Christofferson counseled his listeners to look inward and then strengthen their sense of right and wrong by reaching out.
"A life devoted to service to others allows conscience to flourish," he said. "Service provides a natural barrier against the ills that flow in the wake of self-will and self-interest."
Attorney Aina Khan embraced the visiting Mormon authority's message.
"I found it particularly inspirational as a Muslim listening to Elder Christofferson saying that our conscience guides us and the center of it is religion," Khan said in the LDS Church release.
Businessman Alan Phillips said the speech showed the world needs "public servants with integrity" and that everyone should engage in the process and "simply do good."
Christofferson emphasized that no "particular religion or faith tradition should have a right to dictate the moral values and obligations on which a pluralistic society is founded. And a person does not have to be religious to be moral. But for just societies to endure, religious and ethical voices must be heard."
Unlike Nixon, the Mormon leader noted, Sirica did the right thing by refusing to let the president invoke executive privilege to prevent the release of those damning White House tapes. But it wasn't an easy decision for the distinguished jurist.

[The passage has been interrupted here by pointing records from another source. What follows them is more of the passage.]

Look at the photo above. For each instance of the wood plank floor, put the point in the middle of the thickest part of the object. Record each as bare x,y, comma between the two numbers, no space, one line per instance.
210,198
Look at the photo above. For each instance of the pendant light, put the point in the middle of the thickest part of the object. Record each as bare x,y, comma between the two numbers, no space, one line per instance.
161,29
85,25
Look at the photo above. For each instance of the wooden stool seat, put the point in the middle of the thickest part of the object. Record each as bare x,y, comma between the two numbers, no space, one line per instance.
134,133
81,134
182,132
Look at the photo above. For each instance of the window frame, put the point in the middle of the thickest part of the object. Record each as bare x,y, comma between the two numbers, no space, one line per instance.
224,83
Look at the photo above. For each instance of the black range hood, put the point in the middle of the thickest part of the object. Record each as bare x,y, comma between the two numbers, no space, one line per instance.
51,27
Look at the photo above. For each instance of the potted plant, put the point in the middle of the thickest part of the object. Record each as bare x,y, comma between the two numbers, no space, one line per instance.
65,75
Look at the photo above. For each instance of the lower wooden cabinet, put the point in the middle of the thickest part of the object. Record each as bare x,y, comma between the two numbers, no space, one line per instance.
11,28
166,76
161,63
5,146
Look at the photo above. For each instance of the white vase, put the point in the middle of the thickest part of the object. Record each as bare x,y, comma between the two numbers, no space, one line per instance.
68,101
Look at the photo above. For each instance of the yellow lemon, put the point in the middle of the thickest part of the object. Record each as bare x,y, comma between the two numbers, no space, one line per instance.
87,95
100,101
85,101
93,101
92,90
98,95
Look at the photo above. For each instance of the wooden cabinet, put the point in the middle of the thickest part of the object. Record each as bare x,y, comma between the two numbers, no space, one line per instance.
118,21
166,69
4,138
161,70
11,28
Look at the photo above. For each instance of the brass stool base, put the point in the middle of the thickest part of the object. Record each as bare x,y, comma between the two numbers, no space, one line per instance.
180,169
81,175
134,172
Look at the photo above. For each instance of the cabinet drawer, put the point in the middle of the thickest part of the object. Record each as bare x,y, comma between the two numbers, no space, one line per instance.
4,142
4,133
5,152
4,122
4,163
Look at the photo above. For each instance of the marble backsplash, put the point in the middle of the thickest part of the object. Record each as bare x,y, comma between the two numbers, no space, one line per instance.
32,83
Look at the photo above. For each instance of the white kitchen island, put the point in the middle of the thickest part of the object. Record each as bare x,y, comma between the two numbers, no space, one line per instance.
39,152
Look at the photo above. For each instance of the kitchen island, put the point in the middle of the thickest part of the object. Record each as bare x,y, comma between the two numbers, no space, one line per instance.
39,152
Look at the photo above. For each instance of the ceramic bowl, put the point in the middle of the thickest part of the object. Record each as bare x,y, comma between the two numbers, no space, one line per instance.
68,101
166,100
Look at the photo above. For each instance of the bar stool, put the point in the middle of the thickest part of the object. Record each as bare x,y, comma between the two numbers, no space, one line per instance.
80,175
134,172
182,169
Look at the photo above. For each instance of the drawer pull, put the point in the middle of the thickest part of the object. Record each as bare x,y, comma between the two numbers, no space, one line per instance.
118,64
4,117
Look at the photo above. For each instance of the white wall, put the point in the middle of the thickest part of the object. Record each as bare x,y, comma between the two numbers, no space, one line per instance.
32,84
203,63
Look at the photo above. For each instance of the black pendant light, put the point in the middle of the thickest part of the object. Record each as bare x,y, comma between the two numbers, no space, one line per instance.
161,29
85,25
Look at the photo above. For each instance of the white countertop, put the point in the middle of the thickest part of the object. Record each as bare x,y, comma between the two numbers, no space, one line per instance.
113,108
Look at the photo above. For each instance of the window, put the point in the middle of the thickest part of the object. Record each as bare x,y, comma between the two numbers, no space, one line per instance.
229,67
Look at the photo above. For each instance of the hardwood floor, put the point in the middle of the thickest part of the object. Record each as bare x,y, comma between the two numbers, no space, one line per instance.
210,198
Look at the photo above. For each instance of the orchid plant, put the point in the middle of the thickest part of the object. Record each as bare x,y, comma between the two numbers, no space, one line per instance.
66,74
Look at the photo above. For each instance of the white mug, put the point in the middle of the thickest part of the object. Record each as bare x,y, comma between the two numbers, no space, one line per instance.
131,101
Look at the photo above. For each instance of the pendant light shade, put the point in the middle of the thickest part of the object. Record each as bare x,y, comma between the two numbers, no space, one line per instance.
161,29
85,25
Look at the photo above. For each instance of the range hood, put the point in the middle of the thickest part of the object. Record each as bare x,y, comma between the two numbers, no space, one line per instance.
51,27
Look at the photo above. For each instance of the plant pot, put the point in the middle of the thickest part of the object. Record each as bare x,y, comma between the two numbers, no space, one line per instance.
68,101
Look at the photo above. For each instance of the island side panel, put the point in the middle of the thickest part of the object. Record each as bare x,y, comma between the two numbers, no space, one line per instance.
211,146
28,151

"I remember clearly the moment in his chambers on Aug. 29, the judge sitting at the table, his order and opinion enforcing the tapes subpoena before him. He was about to make the order public," Christofferson recounted. "I stood beside him as he paused, pen in hand, for what seemed a long, dramatic moment, then he said out loud, 'It is right,' and signed the order. We both felt that indeed the chances were about even that he would either be lionized for his courage in standing up to the president or rebuked by a higher court as an overreaching would-be prosecutor, but I was proud of him for his integrity and commitment to follow his conscience."
Saturday is the 45th anniversary of the Watergate break-in, which led to Nixon's downfall and plunged the nation into a constitutional crisis.